Bazen bana bile ütopya olarak görünen veganlık oldukça emek ve bilgi birikimi isteyen bir
mevzu. Vegan beslenmek ne yazık ki kendi yemeklerini kendi yapamayan –zaman veya beceri
unsurlarından ötürü– insanlar için çok zor. Özellikle Türkiye sınırları içerisinde daha da zorlayıcı bir
duruma sahip olan veganlık kimi zaman cesaret kimi zaman toplumsal baskı kimi zaman ise maddi
sıkıntılar yüzünden pek de fazla tercih edilmeyen bir yaşam biçimi. Öncelikle toplumsal baskı durumu
hakkında biraz yorum yapmak istiyorum. Ne yazık ki düşük eğitim seviyesinden doğarak bu hâle
gelmiş olan baskılar benim veya diğer veganlık hakkında olumlu düşünceler besleyen insanlar için
çoğu zaman bezdirici bir seviyeye çıkabiliyor. Yargısız infazı alışkanlık hâline getiren toplum, veganlar
üzerinde yoğun bir baskı oluşturarak düşüncesizce yorumlar ile veganları eleştiriyor. Hâlbuki
hayvanların maruz kaldığı işkence ve şiddet gözler önünde olmadığından insanlar kolayca
kararlarından vazgeçemiyor. Earthlings belgeselinde de geçen Paul McCartney’in ünlü sözü duyanları
ürpertiyor: “Eğer mezbahaların camdan duvarları olsaydı, herkes vejetarye n olurdu”. Herkesin vegan
veya vejetaryen olması gerektiğini savunduğumu düşünenler olabilir, ancak ben burada sadece
saygıya dem vuruyorum. İnsanların saygı yoksunlukları her zaman toplumda ayrılıklara sebep oluyor.
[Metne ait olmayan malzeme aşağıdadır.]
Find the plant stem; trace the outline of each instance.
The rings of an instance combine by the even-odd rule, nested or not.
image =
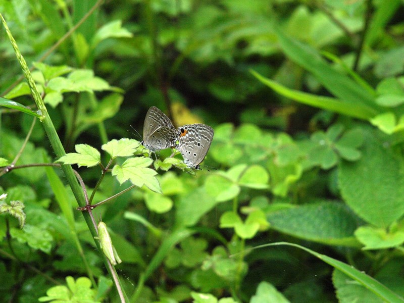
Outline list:
[[[38,91],[38,89],[36,88],[36,84],[35,84],[35,81],[32,78],[32,76],[31,74],[29,69],[28,69],[28,66],[27,65],[27,63],[26,62],[25,60],[24,59],[24,57],[23,57],[22,56],[20,50],[18,48],[18,46],[17,45],[17,42],[13,37],[11,32],[10,31],[10,29],[9,28],[8,26],[7,26],[7,24],[6,22],[6,20],[4,19],[3,15],[1,14],[0,14],[0,19],[2,20],[2,22],[3,22],[3,26],[6,29],[9,39],[11,42],[11,44],[14,49],[16,56],[17,57],[17,60],[21,65],[21,69],[22,69],[25,78],[28,83],[28,85],[29,86],[31,92],[32,94],[34,100],[35,100],[35,104],[36,104],[36,106],[38,110],[40,111],[41,113],[42,116],[39,119],[42,123],[42,125],[43,125],[43,128],[45,129],[46,135],[47,135],[49,140],[50,142],[50,144],[53,148],[55,155],[56,155],[56,157],[58,158],[60,158],[66,155],[65,149],[63,148],[63,145],[62,144],[62,142],[61,142],[60,138],[58,135],[58,133],[56,132],[56,129],[55,128],[53,122],[52,122],[52,120],[50,119],[49,114],[48,114],[47,110],[45,106],[45,104],[43,102],[43,100],[42,100],[39,92]],[[79,183],[77,182],[77,179],[76,179],[76,176],[73,172],[73,168],[72,168],[72,167],[70,165],[65,164],[62,165],[61,167],[64,173],[65,173],[65,176],[67,180],[69,185],[70,186],[70,187],[72,189],[72,191],[73,191],[73,194],[76,198],[77,204],[79,206],[84,206],[85,205],[85,201],[83,191],[81,190],[81,188],[79,184]],[[90,232],[91,233],[93,237],[96,237],[97,236],[97,232],[94,228],[94,226],[93,225],[93,222],[91,221],[91,218],[90,218],[90,215],[87,212],[84,212],[82,213],[83,216],[84,217],[84,220],[86,221],[87,225],[88,227],[88,229],[90,230]],[[101,255],[101,257],[104,261],[104,264],[107,267],[110,276],[113,278],[113,281],[115,285],[115,287],[116,287],[118,293],[120,295],[121,301],[122,302],[125,302],[126,295],[123,291],[121,282],[118,277],[118,275],[117,275],[116,271],[115,271],[115,268],[111,266],[108,259],[107,258],[105,255],[103,253],[99,242],[96,240],[95,239],[94,242],[95,242],[95,245],[97,246],[98,251],[100,252],[100,255]]]
[[[20,158],[21,155],[22,154],[22,152],[25,148],[25,146],[27,145],[27,143],[28,142],[30,137],[31,137],[31,134],[32,133],[32,130],[34,129],[34,126],[35,126],[35,123],[36,122],[36,118],[34,117],[34,120],[32,121],[32,123],[31,124],[31,127],[29,128],[29,130],[28,131],[27,135],[25,136],[25,140],[24,140],[24,143],[21,146],[21,148],[20,148],[20,150],[18,151],[18,153],[17,154],[17,156],[16,156],[15,158],[14,158],[14,160],[13,160],[13,162],[11,163],[11,166],[14,166],[14,165],[18,161],[18,159]]]
[[[37,61],[37,62],[42,62],[43,60],[44,60],[47,57],[50,55],[54,50],[57,49],[58,47],[59,47],[60,45],[63,43],[65,40],[67,39],[74,31],[78,28],[78,27],[82,24],[84,21],[85,21],[94,12],[94,11],[98,8],[99,6],[100,6],[104,2],[104,0],[98,0],[97,1],[97,3],[94,5],[91,9],[88,11],[88,12],[84,16],[83,16],[83,18],[80,19],[80,20],[77,22],[77,23],[73,26],[69,31],[68,31],[66,34],[64,35],[64,36],[59,39],[58,41],[54,44],[54,45],[50,47],[48,50],[44,54],[42,57],[41,57]],[[35,67],[33,66],[30,69],[30,71],[32,71],[35,69]],[[5,90],[3,93],[1,94],[1,96],[5,96],[8,92],[9,92],[10,90],[13,89],[16,85],[17,85],[18,83],[19,83],[21,81],[24,79],[24,75],[22,75],[18,79],[17,79],[14,82],[11,84],[10,86],[9,86],[7,89]]]
[[[352,68],[352,69],[355,71],[357,71],[358,66],[359,65],[361,56],[362,54],[362,51],[363,50],[363,48],[365,45],[365,38],[366,36],[366,33],[368,32],[368,29],[369,27],[370,20],[372,19],[372,0],[366,0],[365,3],[366,5],[366,12],[365,14],[365,24],[364,25],[363,30],[361,34],[361,40],[359,42],[359,45],[357,50],[355,62]]]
Maddi sıkıntılar yüzünden vegan olmaktan çekinen insanlar da mevcut, ben de onlardan biriyim. Hem
az yemek çeşitliliği hem de bunların da yüksek fiyatlı olması vegan olmak isteyenlerin cesaretini
kırıyor. Veganların sadece “ot” ile beslendiklerini öne sürenler sebze ve meyvenin pahalı olmadığın ı
da öne sürebilirler ancak vegan beslenmenin içeriği soya ürünlerini yüksek miktarda içermekte.
Soyadan elde edilen ürünler ise hayli pahalı. Soya ürünlerinden mahrum kalan insanlar yeterince
protein ve B vitaminleri grubundan payını alamıyor, bu da sağlık problemlerine sebep olabiliyor.
Hâlbuki eğer toplumsal baskı bunca yoğun ve şiddetli olmasa veganlıkla tanışan insan sayısı
fazlalaşacak ve veganlığı tercih eden insanların sayısı arttıkça talep yoğunluğundan dolayı fiyatlar da
düşecek. Bu ikinci sebep ise dolaylı olarak birinci sebebe oldukça sıkı bağlanıyor. Temennim toplumun
bilinçlenip veganlık hakkındaki tabularını yıkarak veganlıkla tanışması.
Bir hayli dolu olduğum ikinci sorun ise hayvan deneyleri. Ne yazık ki burada sadece toplum ön planda
değil. Çeşitli markalar kendilerini destekleyen devlet politikalarını da arkalarına alarak hayvan
deneylerine başvuruyorlar. Bu konu hayvan haklarına saygı duymama meselesinden de taşıp bir
zulmü destekleme seviyesine erişmiş durumda. Ben güzelleşmek için yüzümüze sürdüğümüz birkaç
boyanın birçok cana mâl olmasından çok rahatsız durumdayım. Alternatifler olduğu hâlde üretilirken
hayvanlara zulmeden markaların ürünlerinin tercih edilmesini etik bulmuyorum. Rahatsızlığımı üst
seviyelere taşıyan diğer bir durum ise ben bunun yanlışlığını insanlara anlatmaya uğraştıkça insanların
kapitalizmin öne sunduğu markalardan güzellik gerekçesiyle vazgeçmemeleri. Onlara makyajdan,
güzelliklerinden feragat etmelerini söylemiyor aksine alternatifler sunuyorum ancak işe yaramıyor.
İnsanların vicdanlarına dokunmak bu kadar mı zor?
Tümüyle görüşlerimi özetlemem gerekirse, vegan yaşam biçiminin ütopya hâline gelmesinin birincil
sebebi toplumsal bilgisizlik ve kitlesel bir saygısızlıktır. Hiç kimse vegan olmak zorunda değildir, ancak
veganların maruz kaldığı saygısızlık bir cehalet göstergesidir. Hayvan deneyleri konusu ise benim
görüşümce herkesin başkaldırması gereken bir konudur, desteklenmesi söz konusu bile
edilmemelidir. Yaptığım sert eleştirilerden dolayı tekrar özür diliyor ve bu durumların bir an önce
sona ermesini diliyorum.
Ezgi Altınöz
Kaynakça
Monson [Yapımcı, Senarist ve Yönetmen]. Earthings [Film]. Amerika Birleşik Devletleri: Monson.